A lot of people don't want to take the responsibility. A friend of mine had a call downtown -- a man on a roof twenty stories high. She stayed up there talking with this man. Can you imagine you'd feel if he said, 'No, no, you're wrong' and jumped off?

That guy who shot himself in the head last night -- I wouldn't feel comfortable trying to resuscitate him. He was warm but the chances of living were too low. If he had any other signs of life -- blood pressure, pulse, respirations -- I would have had to do something. It's hard to do heroics to bring someone back to life for a day or two. I had a man a couple of months ago who had been shot in the head and I did resuscitate him. I felt bad that he had the trauma of being slapped in an ambulance. Things like that you have to try to do - you have to try.

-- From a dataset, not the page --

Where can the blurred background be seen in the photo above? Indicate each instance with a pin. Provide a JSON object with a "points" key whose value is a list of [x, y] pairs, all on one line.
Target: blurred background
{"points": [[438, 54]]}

The whole idea of trauma centers is to take people who would die otherwise and bring them back to life. Whether their life is meaningful or not doesn't matter. We go for everybody. You're usually naked when you go in. I can't put it down, but in a way it's barbaric. I wouldn't want to go through it. If I'm that close I'd just as soon let it go."

Until recently, emergency room doctors were people who'd rather be elsewhere. Even now, a lot of emergency room doctors are moonlighting residents or specialists forced by their hospitals' rotating assignments to do occasional "trauma duty". But emergency medicine is becoming a specialty of its own, perhaps because four times as many people per capita visit emergency rooms as did twenty years ago. If someone you know is in danger of dying, call emergency services, not your family doctor, because that's what the emergency room does -- keeps people from dying.

The basic principle for keeping suicides from dying is to do as little as possible. Most drug overdosers are left unconscious in a place where they can heal. The more the hospital has to do, the more chance of infection or accident. Drugs, including psychiatric drugs, are avoided, because they might react with drugs the patient already took. Before the 1940s, when Swedish doctors discovered this, about 45% of the barbiturate overdose patients in emergency rooms died from attempts to wake them up with drugs. Now more than 95% of people who come into the emergency room on a drug overdose live. Many suffer no more than a day or week of discomfort in a hospital bed, like a teenager I heard about who tried to kill himself with 100 vitamin tablets. Others compound their problems with severe medical damage that may be permanent or take years to go away.

My information on the medical aftermath of suicide comes from half a dozen interviews with emergency room staff people, but two were especially helpful -- Larry Bedard, M.D., a former psychiatric resident who now manages the emergency room at Marin General Hospital, San Rafael, and Howard McKinney, Pharm. D., a pharmacologist with the San Francisco Poison Control Center, who answers telephone inquiries and consults with emergency room staff. Like other emergency room staff people I talked to about this article, both these men are among the most thoughtful, direct people I have met.

This is not an exhaustive survey; anything less than a medical textbook is bound to be sketchy, misleading in places, and oversimplified.